A young security guard led Tim and Bear down the shiny warehouse corridor. Storage racks, bolted to the concrete floor, stretched up to the forty-foot ceiling, assiduously labeled boxes and crates filling each shelf. Industrial rolling ladders with handrails were parked at intervals like well-tended vehicles. In the dirt yard outside, the spike-collared Doberman kept protesting the deputies' intrusion. Barks and growls reached through the high windows, echoing around the bare walls of the vast building. Even Bear, nicknamed the Dog Whisperer around the Arrest Response Team for his preternatural rapport with the explosive-detection canines, had failed to settle him as he and Tim had strode to the long-term-storage warehouse's entrance.

Tim checked the lettering on the storage containers looming overhead. MARCONE. MARDEL. And at last a raft of MARTINEZes. The common surname continued around the corner to the next aisle before Tim encountered a run of legal-width cardboard boxes stamped ESTEBAN MARTINEZ, ATTORNEY-AT-LAW. The file boxes, organized roughly by date, carried stickers in hazard-warning orange-CONFIDENTIAL: LAWYER-CLIENT MATERIALS.

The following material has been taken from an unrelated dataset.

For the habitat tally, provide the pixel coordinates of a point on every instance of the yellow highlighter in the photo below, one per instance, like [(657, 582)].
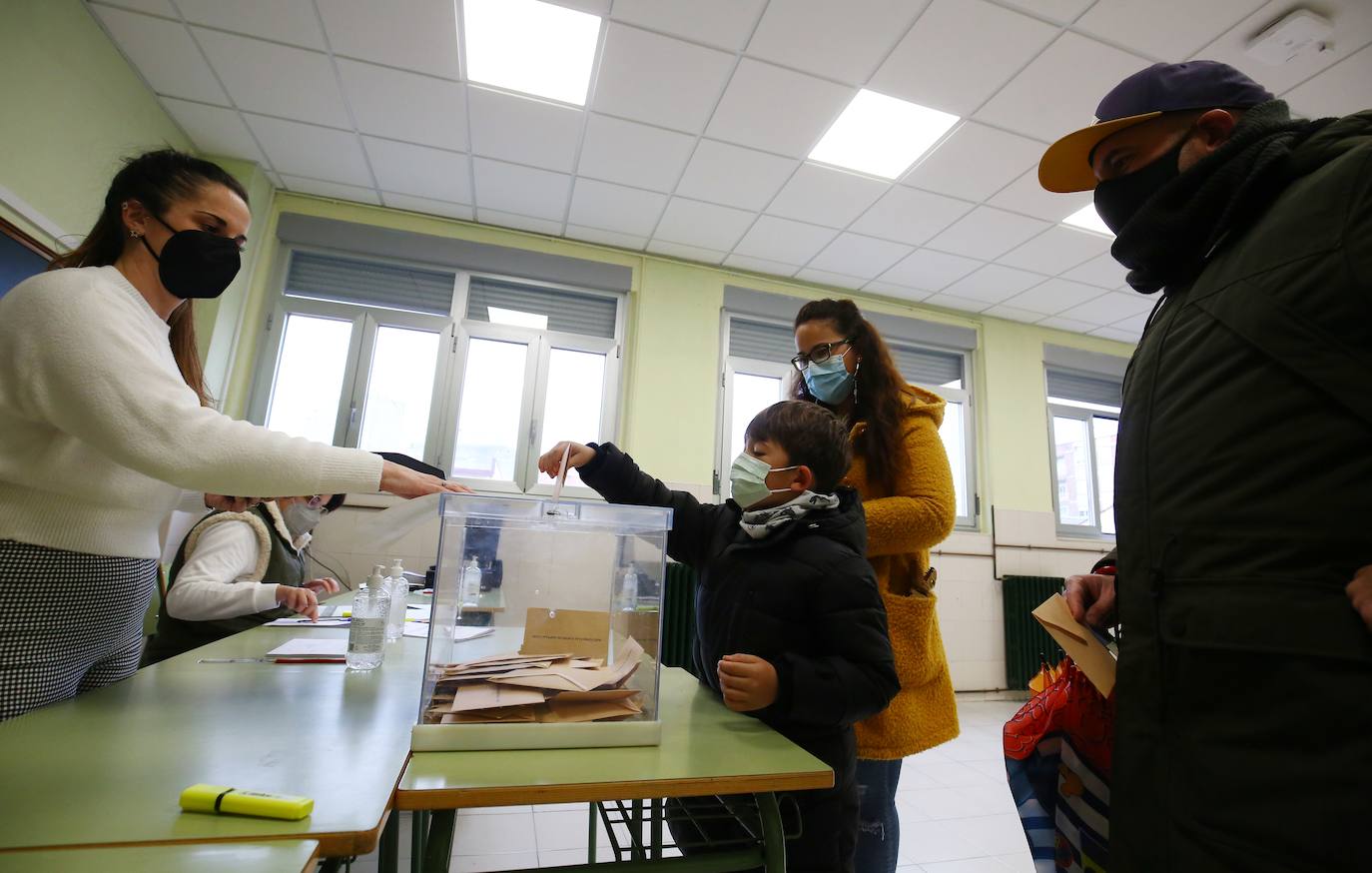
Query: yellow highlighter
[(224, 799)]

Tim rolled a ladder over and put his foot on the bottom rung to begin his ascent. The guard rested a hand on his forearm, halting him, and turned to Bear, whom he figured for the heavy. "Listen, you can check out whatever, but I know you're not supposed to open anything without a warrant."

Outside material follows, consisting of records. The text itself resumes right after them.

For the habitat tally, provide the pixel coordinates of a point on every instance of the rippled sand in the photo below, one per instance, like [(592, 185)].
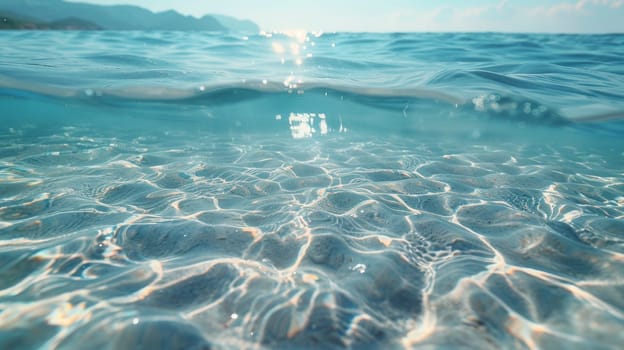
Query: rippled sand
[(167, 241)]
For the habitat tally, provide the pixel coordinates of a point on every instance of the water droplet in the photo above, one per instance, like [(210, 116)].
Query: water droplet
[(361, 268)]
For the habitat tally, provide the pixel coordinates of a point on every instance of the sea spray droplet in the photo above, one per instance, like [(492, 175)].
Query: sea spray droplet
[(360, 268)]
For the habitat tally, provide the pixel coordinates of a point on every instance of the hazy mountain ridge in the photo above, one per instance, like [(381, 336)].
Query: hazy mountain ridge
[(9, 20), (118, 17)]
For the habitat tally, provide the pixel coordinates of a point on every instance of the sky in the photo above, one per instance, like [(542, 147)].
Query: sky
[(561, 16)]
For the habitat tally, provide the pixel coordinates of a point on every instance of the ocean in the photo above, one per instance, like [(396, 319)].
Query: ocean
[(169, 190)]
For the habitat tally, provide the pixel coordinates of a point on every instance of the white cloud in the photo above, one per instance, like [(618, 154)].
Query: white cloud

Bear quelled the kid's concerns with a Godfather-like patting of the air. "Like we said, we're just following up on a trademark infringement. If there's no knockoff logo on the outside of the box, we're out of here. If there is, we'll come back with paper."

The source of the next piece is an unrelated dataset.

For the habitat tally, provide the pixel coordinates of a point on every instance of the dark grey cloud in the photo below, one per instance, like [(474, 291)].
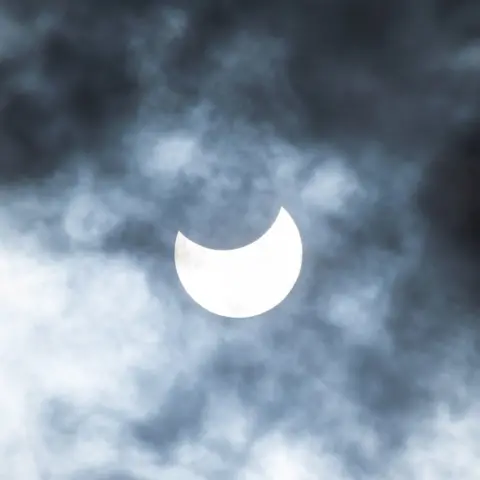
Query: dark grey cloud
[(122, 123)]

Tim scaled the ladder, reaching this year's June dates on the third shelf up. He located the box from the last week of the month, grabbed it by a punched-out handle, and jogged it loose, letting the shelf support the far end. Barely pulled into view, a typed label filled the index square on the lid's side flap. Tim scanned the names, none of them familiar, then tried again with the neighboring box from mid-July. Will Newell. Fred Marcussen. Theresa Jameson.

The box Tim held propped before his face contained the legal records of Tess's meetings with her attorney on a matter likely involving Vector Biogenics. Meetings that had taken place days before her murder.

And Tim couldn't so much as crack the lid.

Bear regarded the box reverently. Tim squirmed his hand around through the punched-out handle, fingertips brushing papers. He let the tiny metal device fall inside, nodded at Bear-mission accomplished-then said, with feigned exasperation, "No logo. Struck out," and shoved the file box back into its slot among the others.

He descended the ladder, and he and Bear headed out, leaving Tess's files behind.